Robert and Joan had two sons, Henry and Richard.

Henry Streatfeild was born in 1535 in Chiddingstone. He died on 29 December 1598 in Chiddingstone. He married Alice Moody about 1535 in Chiddingstone.

Richard Streatfeild was a yeoman of Cransted in Chiddingstone and of Chested in Penshurst. He was born about 1540 in Chiddingstone and died on 4 December 1584, and was buried in Chiddingstone.

==Posterity==
Robert Streatfeild is recognised as the common ancestor of most living Streatfeilds and Streatfields. There are still direct descendants of his living in Chiddingstone.

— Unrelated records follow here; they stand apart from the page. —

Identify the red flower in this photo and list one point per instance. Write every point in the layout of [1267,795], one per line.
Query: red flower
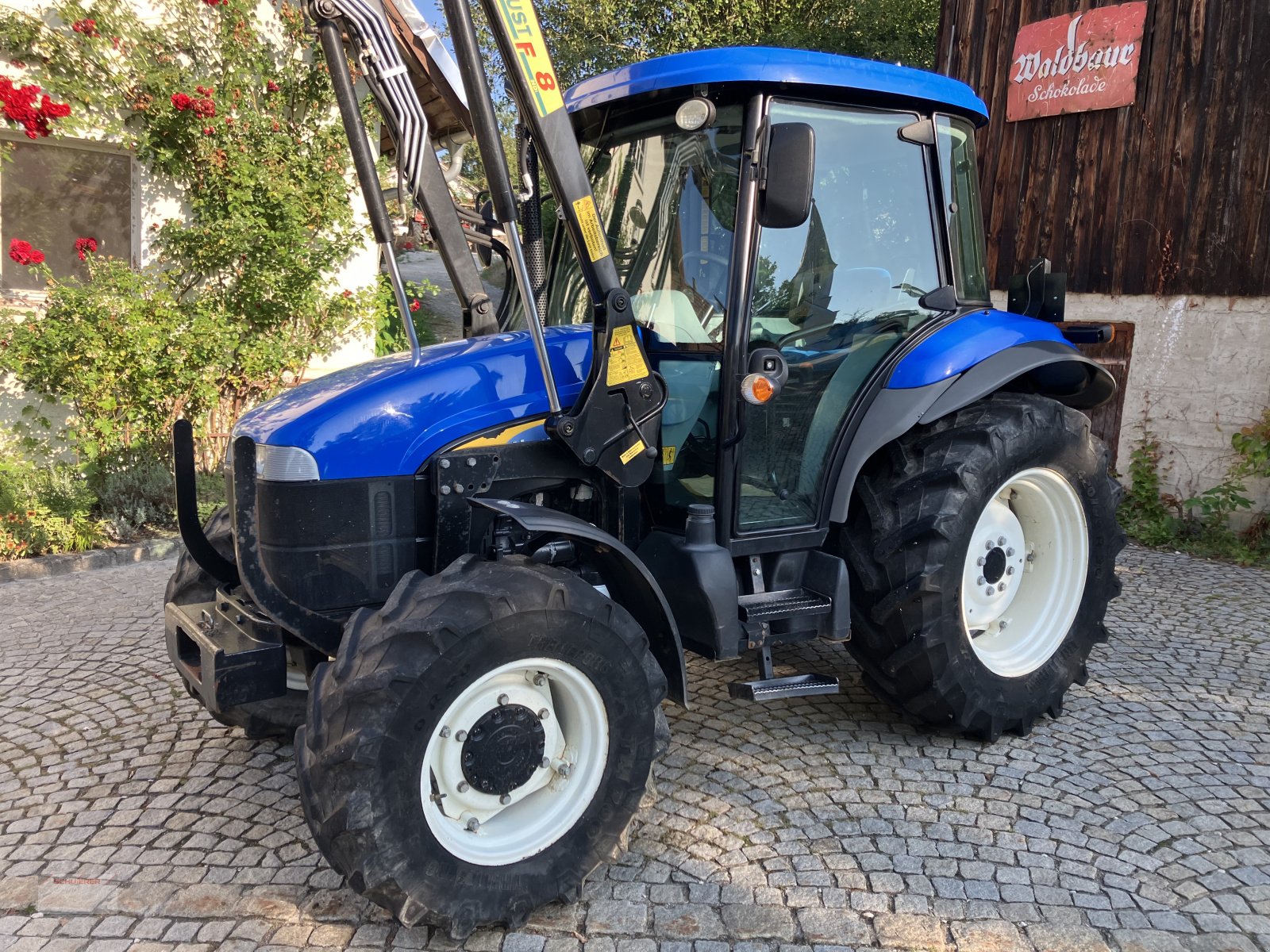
[21,108]
[25,254]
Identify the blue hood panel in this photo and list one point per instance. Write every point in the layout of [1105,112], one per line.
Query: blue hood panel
[385,418]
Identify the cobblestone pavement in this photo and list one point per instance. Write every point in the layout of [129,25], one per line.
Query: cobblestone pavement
[1140,820]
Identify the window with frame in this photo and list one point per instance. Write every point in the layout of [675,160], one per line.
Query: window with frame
[52,194]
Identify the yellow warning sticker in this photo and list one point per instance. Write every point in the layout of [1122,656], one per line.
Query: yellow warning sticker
[522,25]
[625,361]
[633,451]
[592,232]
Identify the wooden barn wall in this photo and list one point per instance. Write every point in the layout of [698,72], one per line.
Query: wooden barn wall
[1168,196]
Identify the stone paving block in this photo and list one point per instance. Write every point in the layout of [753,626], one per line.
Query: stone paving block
[988,937]
[759,923]
[610,917]
[911,932]
[687,922]
[833,927]
[1047,937]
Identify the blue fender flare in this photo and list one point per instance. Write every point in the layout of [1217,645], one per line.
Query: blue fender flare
[964,361]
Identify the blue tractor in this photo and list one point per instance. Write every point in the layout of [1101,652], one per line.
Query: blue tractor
[752,393]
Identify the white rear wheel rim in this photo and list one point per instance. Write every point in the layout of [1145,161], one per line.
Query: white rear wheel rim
[1026,571]
[482,828]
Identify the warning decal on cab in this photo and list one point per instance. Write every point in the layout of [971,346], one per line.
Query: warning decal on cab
[633,451]
[522,25]
[625,361]
[592,232]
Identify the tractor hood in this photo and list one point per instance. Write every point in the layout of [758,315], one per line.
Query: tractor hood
[387,416]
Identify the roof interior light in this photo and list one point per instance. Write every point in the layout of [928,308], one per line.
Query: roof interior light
[694,114]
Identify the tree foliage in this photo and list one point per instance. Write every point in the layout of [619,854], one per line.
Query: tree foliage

Robert Streatfeild's descendants include:

- Richard Streatfeild (1559–1601), who established the financial basis for the family
- Henry Streatfeild (1706–1762), substantial British landowner
- Richard Streatfeild (cricketer) (1833–1877), English cricketer
- Alexander Streatfeild-Moore (1863–1940), English cricketer
- Edward Champion Streatfeild (1870–1932), English cricketer
- Geoffrey Streatfeild (born 1975), English actor
- Noel Streatfeild (1895–1986), author, most famous for her children's books
- Philip Streatfeild (1879–1915), English painter and bohemian
- Richard Streatfeild (cricketer) (1833–1877), English cricketer
- Sidney Streatfeild (1894–1966), Scottish Unionist Party politician
- Thomas Streatfeild (1777–1848), renowned antiquarian and churchman in the early 19th century
- Rev. William Champion Streatfeild (1839–1912), 19th century clergyman
- William Champion Streatfeild (1865–1929), Anglican Bishop of Lewes for a brief period in the second quarter of the 20th century

All his known descendants to the end of World War 1 are listed on the website "The Streatfeilds of Kent"

In July 2014 a significant group of his direct descendants met for a memorial service in St Mary's Church, Chiddingstone, followed by a get together at Chiddingstone Castle, which was the home of many generations of Streatfeilds, having been expanded by Henry Streatfeild (1639–1709) from a house in the High Street to the Restoration style that it is now.